The Pre-Game. That’s what I like to call my personal process in preparing my appetite for an upcoming trip abroad. It usually involves some reading (books, magazines, internet), some tinkering with my camera equipment (cleaning, lens maintenance/acquisition), browsing of grocery stores catering to natives of those lands here in Canada, and most importantly, local sampling of some cuisine I can expect to see on my travels. For my latest 18-day journey in Asia, I knew I was in for a large quantity of Chinese food, being that each country I would be visiting has a large community. Unfortunately, with my busy schedule before I boarded my departing flight, this edition of my Pre-Game was quite limited in the eating component. Sadly so, as I could only recall this single outing to Wah Yuen Noodle House, in the week prior to my leaving Canada, and am embarrassed to say it was at a food court.

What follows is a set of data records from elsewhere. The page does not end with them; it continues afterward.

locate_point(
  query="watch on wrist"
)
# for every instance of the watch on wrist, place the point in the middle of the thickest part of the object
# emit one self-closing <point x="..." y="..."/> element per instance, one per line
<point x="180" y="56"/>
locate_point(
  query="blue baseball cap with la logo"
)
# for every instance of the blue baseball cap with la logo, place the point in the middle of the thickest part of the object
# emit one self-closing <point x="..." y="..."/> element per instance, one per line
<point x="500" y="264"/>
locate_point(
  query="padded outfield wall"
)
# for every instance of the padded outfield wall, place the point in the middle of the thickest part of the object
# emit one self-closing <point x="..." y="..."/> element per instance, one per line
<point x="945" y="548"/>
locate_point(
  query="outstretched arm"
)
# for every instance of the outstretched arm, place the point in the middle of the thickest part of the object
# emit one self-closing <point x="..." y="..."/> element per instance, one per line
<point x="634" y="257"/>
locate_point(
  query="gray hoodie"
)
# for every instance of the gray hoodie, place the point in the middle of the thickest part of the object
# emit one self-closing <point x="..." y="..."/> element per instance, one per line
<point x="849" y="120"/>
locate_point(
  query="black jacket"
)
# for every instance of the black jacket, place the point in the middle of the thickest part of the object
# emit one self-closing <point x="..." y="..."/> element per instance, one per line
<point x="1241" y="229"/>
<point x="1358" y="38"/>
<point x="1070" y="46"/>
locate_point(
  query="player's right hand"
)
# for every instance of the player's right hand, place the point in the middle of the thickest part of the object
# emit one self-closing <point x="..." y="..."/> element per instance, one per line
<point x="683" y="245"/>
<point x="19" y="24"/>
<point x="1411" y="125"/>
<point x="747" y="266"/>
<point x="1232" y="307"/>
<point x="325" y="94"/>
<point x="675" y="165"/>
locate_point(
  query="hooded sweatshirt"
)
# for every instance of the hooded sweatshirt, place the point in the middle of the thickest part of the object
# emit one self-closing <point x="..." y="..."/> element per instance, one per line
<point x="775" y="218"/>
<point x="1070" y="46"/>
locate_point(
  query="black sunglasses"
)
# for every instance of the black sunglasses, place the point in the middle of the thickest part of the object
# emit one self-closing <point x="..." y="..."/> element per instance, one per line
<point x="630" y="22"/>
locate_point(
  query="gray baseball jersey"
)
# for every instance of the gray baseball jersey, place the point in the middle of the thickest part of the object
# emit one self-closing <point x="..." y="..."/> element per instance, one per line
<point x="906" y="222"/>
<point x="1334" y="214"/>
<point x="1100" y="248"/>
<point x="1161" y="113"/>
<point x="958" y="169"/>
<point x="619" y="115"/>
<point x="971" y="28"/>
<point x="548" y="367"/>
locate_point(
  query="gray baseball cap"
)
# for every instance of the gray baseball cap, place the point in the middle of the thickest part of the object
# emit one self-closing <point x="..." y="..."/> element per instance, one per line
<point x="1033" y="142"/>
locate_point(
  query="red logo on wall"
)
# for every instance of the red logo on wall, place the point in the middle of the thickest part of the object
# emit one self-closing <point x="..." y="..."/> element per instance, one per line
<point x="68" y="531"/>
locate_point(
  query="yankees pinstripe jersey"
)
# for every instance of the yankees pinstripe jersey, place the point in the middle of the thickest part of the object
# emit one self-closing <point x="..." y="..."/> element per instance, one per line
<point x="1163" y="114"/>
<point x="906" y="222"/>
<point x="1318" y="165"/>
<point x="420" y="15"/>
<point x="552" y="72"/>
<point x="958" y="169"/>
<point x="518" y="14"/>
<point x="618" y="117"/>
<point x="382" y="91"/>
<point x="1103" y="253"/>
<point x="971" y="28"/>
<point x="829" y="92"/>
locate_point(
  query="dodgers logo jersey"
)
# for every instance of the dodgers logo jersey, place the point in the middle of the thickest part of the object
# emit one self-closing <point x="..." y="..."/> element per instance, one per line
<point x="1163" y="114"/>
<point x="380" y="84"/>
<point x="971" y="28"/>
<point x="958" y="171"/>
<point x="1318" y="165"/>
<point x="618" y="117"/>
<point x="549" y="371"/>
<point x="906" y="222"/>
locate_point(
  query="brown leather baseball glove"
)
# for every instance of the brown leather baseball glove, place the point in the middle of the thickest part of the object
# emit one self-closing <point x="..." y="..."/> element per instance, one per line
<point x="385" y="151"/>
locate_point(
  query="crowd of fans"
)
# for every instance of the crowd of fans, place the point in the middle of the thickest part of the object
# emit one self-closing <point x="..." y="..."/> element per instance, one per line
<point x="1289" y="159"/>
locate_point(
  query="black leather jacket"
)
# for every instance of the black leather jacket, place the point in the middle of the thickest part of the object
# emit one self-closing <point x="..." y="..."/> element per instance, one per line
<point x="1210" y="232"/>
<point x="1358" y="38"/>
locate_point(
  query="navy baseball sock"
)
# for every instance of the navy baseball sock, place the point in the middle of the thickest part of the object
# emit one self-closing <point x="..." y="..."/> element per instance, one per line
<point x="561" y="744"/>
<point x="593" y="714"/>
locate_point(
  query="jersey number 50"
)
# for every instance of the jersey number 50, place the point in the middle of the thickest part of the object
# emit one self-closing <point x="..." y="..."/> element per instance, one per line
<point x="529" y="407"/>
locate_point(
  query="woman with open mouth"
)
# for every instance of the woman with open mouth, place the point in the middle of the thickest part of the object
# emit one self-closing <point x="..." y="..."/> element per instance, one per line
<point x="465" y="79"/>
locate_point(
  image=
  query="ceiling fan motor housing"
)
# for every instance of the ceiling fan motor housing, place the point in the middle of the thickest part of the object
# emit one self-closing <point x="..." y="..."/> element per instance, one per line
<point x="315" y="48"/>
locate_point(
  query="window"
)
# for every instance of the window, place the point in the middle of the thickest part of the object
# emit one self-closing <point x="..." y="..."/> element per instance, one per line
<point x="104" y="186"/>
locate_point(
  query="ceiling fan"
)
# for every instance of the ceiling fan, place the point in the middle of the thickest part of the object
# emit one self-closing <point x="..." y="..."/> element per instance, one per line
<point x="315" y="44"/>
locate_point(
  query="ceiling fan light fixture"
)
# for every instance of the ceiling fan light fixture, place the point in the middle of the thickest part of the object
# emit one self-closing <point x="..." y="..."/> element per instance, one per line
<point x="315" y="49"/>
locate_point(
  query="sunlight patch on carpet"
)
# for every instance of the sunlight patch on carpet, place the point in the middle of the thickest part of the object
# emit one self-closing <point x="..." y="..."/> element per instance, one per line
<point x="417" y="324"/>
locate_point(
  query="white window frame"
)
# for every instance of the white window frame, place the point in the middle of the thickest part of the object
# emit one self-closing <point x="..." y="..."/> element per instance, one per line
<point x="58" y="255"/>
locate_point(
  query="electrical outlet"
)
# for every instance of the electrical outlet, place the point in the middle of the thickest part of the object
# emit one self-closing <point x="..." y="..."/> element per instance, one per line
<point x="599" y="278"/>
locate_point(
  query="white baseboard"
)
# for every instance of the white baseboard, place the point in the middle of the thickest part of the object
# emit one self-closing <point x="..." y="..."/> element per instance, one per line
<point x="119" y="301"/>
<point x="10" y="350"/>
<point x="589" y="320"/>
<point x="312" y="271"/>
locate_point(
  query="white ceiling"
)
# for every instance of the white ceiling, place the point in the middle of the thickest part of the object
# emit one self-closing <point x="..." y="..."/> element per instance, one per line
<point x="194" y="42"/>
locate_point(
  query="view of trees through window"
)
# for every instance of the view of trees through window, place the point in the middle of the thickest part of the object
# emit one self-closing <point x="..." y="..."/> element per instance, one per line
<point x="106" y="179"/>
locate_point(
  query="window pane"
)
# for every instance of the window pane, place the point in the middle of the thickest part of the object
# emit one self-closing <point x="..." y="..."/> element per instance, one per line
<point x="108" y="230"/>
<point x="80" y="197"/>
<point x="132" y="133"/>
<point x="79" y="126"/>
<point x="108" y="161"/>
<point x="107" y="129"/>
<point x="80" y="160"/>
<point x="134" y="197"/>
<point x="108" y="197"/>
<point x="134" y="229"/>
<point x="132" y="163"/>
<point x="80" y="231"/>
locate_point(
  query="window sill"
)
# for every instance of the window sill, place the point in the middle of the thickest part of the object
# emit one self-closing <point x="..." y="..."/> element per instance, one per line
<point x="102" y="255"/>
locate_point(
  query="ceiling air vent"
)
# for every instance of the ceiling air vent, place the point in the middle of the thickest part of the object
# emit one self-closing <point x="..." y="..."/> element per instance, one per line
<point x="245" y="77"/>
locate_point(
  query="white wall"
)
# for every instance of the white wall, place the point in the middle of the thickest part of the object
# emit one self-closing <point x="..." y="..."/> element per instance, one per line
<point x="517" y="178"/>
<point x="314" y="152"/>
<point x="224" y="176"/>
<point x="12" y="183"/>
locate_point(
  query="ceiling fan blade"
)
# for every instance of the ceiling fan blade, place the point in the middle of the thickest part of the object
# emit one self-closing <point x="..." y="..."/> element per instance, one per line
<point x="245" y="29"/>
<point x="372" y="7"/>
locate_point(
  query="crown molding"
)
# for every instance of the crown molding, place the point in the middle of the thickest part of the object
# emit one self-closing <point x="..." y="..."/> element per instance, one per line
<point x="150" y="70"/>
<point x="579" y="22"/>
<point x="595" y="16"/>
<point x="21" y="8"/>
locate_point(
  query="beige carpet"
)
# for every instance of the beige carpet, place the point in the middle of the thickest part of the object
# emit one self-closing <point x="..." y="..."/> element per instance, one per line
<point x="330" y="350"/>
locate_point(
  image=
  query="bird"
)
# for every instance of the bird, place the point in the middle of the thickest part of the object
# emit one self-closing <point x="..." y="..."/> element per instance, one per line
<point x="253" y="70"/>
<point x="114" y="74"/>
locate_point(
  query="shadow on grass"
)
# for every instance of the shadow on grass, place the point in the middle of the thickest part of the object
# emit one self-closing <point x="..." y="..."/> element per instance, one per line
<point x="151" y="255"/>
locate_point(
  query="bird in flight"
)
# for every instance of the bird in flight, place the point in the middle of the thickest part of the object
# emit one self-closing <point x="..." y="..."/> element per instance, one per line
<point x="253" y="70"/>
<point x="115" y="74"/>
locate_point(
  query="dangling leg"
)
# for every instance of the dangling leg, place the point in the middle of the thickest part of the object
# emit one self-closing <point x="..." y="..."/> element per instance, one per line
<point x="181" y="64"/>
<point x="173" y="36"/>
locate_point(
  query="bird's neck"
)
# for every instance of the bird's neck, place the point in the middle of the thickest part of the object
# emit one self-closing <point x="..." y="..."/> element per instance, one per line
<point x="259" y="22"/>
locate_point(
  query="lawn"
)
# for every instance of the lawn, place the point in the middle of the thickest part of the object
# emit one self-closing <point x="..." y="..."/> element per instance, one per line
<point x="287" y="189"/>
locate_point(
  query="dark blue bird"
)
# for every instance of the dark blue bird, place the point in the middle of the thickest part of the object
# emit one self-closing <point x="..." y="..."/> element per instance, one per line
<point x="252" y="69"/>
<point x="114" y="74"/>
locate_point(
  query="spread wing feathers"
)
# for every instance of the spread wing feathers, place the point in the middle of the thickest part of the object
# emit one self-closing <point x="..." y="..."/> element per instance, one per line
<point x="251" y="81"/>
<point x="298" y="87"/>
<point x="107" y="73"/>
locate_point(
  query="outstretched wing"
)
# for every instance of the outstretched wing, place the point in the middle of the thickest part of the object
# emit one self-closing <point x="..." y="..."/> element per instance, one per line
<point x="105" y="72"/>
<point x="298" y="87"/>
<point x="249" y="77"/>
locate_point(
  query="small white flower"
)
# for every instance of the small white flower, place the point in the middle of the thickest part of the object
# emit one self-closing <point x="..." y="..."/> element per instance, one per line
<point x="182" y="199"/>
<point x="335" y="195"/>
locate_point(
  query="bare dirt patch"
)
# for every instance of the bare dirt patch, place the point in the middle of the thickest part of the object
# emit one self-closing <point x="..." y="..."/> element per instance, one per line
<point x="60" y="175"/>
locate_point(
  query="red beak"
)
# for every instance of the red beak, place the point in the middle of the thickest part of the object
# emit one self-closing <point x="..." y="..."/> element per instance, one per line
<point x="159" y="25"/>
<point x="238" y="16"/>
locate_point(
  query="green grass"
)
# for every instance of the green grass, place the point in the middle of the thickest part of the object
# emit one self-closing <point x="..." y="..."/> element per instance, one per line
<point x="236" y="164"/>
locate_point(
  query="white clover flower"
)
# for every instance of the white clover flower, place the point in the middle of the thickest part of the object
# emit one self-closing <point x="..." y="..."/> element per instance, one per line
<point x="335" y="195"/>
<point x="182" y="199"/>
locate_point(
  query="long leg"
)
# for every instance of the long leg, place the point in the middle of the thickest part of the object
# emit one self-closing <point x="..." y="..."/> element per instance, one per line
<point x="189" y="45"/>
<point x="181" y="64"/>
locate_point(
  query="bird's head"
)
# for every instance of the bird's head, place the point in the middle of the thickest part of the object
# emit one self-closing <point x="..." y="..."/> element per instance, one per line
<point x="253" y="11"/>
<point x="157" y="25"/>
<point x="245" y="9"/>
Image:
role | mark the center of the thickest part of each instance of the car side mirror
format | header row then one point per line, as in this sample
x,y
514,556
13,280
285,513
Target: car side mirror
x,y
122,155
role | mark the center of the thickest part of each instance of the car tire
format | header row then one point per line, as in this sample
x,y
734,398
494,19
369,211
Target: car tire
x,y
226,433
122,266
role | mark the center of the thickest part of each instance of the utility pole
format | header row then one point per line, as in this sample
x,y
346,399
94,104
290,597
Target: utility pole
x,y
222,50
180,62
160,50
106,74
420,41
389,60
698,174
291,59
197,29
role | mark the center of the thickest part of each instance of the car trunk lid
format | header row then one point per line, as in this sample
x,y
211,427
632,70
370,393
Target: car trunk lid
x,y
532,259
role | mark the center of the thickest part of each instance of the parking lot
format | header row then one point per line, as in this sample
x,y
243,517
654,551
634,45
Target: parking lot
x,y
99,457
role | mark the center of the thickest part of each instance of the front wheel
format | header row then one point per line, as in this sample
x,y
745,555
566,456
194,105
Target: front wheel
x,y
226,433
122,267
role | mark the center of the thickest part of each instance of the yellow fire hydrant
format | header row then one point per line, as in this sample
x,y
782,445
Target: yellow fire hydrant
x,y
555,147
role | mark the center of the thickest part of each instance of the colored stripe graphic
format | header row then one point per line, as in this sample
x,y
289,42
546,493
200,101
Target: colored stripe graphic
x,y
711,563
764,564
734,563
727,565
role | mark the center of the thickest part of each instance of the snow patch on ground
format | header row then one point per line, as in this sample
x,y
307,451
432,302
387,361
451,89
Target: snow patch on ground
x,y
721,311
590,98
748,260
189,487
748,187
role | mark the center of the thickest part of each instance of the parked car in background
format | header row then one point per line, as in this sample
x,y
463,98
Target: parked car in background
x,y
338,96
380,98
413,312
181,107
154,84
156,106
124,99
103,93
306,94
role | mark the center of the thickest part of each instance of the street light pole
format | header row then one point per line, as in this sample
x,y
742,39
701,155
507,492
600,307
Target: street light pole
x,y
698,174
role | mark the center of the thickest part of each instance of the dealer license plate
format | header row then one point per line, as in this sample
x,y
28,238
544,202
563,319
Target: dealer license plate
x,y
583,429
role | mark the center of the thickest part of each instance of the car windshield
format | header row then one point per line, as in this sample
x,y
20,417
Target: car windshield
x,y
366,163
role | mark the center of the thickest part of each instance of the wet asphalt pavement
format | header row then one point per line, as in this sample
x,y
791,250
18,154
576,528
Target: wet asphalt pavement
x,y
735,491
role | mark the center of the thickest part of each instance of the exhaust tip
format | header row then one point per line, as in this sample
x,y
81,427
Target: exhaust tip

Located in the Yaohan Center in Richmond, it is one of my earliest experiences with a dominantly-Asian food court in Canada. I fondly recall there being a simple understated Japanese ramen spot here many years ago, but it has since disappeared. There is also a decent bubble tea place that I like getting my fix at. Near the main entrance is Wah Yuen. It stands out for its big bold Chinese lettering in the signage, and the cooking area that is enclosed in glass in one corner of the stall. Offering an assortment of noodle dishes, including wontons, beef balls/tendon/brisket/tripe, etc. Wah Yuen is a popular spot – judging from the constant lineup. They also offer up some congee, so with that, a sampling was done of both.

The Noodles with Beef Brisket came in a smallish Styrofoam bowl, with cheap chopsticks and a limp plastic spoon. The noodles were that skinny but really chewy variety, and the broth was light, perhaps a tad salty but still flavorful with essence of seafood. There were no other toppings, but at this price of about five dollars, I figure I couldn’t be too picky. On its own, it certainly couldn’t fill you up.

I’d heard some good things about the congee here. So a Seafood Congee was selected, more for sampling as truthfully I am not a big congee connoisseur. Hidden under the gooey, soupy rice were some pieces of squid, fish and shrimp. No doubt just some frozen pieces thrown into the pot and cooked. After a few spoonfuls, I must say I still don’t know the appeal of congee, as it just tastes chalky to me and lacks any significant flavor. As I’ve said before, its “sick food” for those days when other things don’t go down and your taste buds are out of commission.

Based on this meal alone, it did make me realize that I could look forward to better offerings abroad.